Já o Distrito Federal não viveu esse período com muita
tranquilidade. Em 1994, elegeu um professor para assumir o papel de Governador:
Cristovam Buarque, que tomou posse em 1995. Apesar de todo o investimento em projetos
educacionais que protagonizou, em 1998, o governador enfrentou uma greve de
professores forte. Uma crise de identidade se instalara então: um professor alçado ao cargo de governador, assessorado
por antigos líderes do Sindicato dos Professores, via-se no embate com a
categoria docente, liderada agora por representantes que, outrora,
combatiam o movimento sindical...
Essa parte da lição acho que ainda não conseguimos compreender em sua complexidade e trama de contrações...
Essa parte da lição acho que ainda não conseguimos compreender em sua complexidade e trama de contrações...
No segundo semestre de 1998, Cristovam Buarque não foi
reeleito, tendo perdido o pleito para dar espaço ao já velho conhecido Joaquim
Roriz, que voltaria para conduzir o GDF por mais dois mandatos consecutivos, a
despeito de todas as polêmicas em torno de suas gestões.
Ao todo, Joaquim Roriz governou o Distrito Federal por quatro
mandatos.
2000
No primeiro semestre de 2000, iniciei meu curso de
Doutorado em Sociologia. A turma era grande, marcada pela presença de
intelectuais e militantes políticos, orientados por convicções marxistas. Meus colegas
não descansavam no enfrentamento ao professor de Teoria Sociológica, defensor entusiasta
de ideias neoliberais, e crítico feroz ao velho Marx, cuja obra lera, completa,
em alemão.
As posições do sociólogo que ascendera ao posto de Presidente
da República eram sempre evocadas, em discussões inflamadas.
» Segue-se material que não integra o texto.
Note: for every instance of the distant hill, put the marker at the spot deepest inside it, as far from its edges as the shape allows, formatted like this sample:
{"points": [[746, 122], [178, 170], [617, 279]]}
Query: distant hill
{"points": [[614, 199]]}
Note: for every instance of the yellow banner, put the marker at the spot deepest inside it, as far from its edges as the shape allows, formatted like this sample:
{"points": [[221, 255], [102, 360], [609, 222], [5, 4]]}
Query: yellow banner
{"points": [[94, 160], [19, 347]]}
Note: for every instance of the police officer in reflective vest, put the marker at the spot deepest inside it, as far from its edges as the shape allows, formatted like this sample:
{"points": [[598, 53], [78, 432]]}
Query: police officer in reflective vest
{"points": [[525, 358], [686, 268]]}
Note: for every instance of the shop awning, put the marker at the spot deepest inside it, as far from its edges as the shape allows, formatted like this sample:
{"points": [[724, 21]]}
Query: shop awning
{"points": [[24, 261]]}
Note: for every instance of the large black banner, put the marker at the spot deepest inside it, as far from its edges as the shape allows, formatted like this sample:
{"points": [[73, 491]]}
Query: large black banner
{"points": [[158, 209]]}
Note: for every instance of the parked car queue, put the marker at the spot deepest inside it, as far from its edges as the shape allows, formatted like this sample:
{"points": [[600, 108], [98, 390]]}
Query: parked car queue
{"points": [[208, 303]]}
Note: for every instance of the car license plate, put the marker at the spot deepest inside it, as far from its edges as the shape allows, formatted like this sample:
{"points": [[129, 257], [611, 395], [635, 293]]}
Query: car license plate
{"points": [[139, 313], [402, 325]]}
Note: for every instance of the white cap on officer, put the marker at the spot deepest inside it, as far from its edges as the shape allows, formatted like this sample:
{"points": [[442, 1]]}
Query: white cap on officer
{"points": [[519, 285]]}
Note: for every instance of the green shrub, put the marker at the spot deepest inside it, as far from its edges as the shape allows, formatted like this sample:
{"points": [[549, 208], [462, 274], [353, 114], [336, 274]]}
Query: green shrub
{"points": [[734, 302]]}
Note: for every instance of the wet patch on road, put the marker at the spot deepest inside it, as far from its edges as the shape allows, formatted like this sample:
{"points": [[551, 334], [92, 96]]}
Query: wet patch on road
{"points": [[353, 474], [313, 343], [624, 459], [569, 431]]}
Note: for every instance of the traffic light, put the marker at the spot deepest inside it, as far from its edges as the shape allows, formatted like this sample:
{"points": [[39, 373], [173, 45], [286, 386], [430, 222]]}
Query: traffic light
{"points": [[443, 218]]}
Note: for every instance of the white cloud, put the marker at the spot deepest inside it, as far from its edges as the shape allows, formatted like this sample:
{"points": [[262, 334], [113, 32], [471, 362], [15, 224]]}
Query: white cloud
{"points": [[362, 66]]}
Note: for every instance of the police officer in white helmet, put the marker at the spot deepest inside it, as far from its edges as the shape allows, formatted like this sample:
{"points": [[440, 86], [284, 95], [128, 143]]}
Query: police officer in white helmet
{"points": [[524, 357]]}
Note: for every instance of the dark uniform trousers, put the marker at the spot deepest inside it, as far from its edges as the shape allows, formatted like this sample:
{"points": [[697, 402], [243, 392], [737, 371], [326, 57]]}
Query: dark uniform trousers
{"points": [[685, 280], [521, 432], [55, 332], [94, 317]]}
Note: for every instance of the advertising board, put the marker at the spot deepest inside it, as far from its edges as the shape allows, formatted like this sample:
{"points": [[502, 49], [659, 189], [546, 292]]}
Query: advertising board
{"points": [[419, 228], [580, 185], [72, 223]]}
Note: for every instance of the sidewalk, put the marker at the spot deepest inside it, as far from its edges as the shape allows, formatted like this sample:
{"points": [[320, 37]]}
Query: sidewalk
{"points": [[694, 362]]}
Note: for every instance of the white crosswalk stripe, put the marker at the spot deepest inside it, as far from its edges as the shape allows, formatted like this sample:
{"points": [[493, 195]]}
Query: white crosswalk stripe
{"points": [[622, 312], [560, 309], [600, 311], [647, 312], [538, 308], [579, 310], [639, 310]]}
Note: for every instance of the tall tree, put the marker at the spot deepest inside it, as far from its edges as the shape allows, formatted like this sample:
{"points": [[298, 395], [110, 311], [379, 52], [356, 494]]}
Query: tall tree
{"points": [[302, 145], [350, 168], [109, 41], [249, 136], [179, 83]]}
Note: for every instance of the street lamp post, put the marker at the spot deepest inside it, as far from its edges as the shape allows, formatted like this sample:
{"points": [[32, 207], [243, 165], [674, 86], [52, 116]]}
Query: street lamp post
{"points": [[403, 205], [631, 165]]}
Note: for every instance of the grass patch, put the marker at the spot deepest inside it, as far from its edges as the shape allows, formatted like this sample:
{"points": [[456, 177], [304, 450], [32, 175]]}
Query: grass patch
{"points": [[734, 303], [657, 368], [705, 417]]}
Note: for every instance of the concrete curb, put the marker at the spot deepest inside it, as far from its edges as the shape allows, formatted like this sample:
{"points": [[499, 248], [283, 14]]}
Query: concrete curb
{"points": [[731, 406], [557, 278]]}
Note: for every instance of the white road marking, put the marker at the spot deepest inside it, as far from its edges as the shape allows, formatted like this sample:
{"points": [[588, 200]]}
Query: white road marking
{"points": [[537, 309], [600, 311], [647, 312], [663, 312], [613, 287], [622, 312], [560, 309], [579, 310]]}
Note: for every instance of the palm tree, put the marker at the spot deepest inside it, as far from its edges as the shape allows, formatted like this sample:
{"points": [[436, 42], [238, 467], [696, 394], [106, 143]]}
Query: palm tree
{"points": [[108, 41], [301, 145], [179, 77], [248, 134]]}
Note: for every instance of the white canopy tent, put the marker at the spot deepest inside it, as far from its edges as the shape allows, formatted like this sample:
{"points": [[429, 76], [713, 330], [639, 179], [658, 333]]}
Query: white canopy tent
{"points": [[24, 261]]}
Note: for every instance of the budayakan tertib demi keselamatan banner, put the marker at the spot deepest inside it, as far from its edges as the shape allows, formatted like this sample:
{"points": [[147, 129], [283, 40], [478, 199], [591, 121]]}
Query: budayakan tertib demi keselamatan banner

Aquelas discussões
sinalizavam que talvez já se aproximassem os tempos quando o líder sindicalista
já teria barganhado o suficiente com os segmentos econômicos e políticos que
definem os rumos do país, para, finalmente, se eleger pelo voto direto e ser conduzido
ao cargo máximo do Poder Executivo. O que viria a acontecer em 1º de janeiro de
2003, depois de ter vencido José Serra, candidato apoiado pelo então presidente
Fernando Henrique Cardoso, que fora também seu Ministro.
Em sua campanha, Lula apresentou um discurso menos
inflamado, mais aberto a negociações. Parecia ter amadurecido a capacidade para
conquistar a confiança tanto da população quanto dos poderes econômicos.
2003
As árvores ao lado do prédio onde eu morava ainda eram
jovens, e não tinham alcançado o quarto andar. Por isso, da janela da sala era
possível avistar o movimento do Eixão, o Eixo Rodoviário que corta a cidade
correndo de Norte a Sul. No dia 1º de janeiro, ficamos no plantão, aguardando o
momento quando passaria por ali a comitiva conduzindo Luiz Inácio Lula da Silva
para tomar posse como Presidente eleito pelo voto popular. Havia movimentação
em toda a cidade. Uma comoção pairava no ar, semelhante à que levou o menino a
me abraçar longamente no estacionamento do Supermercado Panelão, nos idos de 1989.
O líder sindical, finalmente, tornara-se Presidente da República.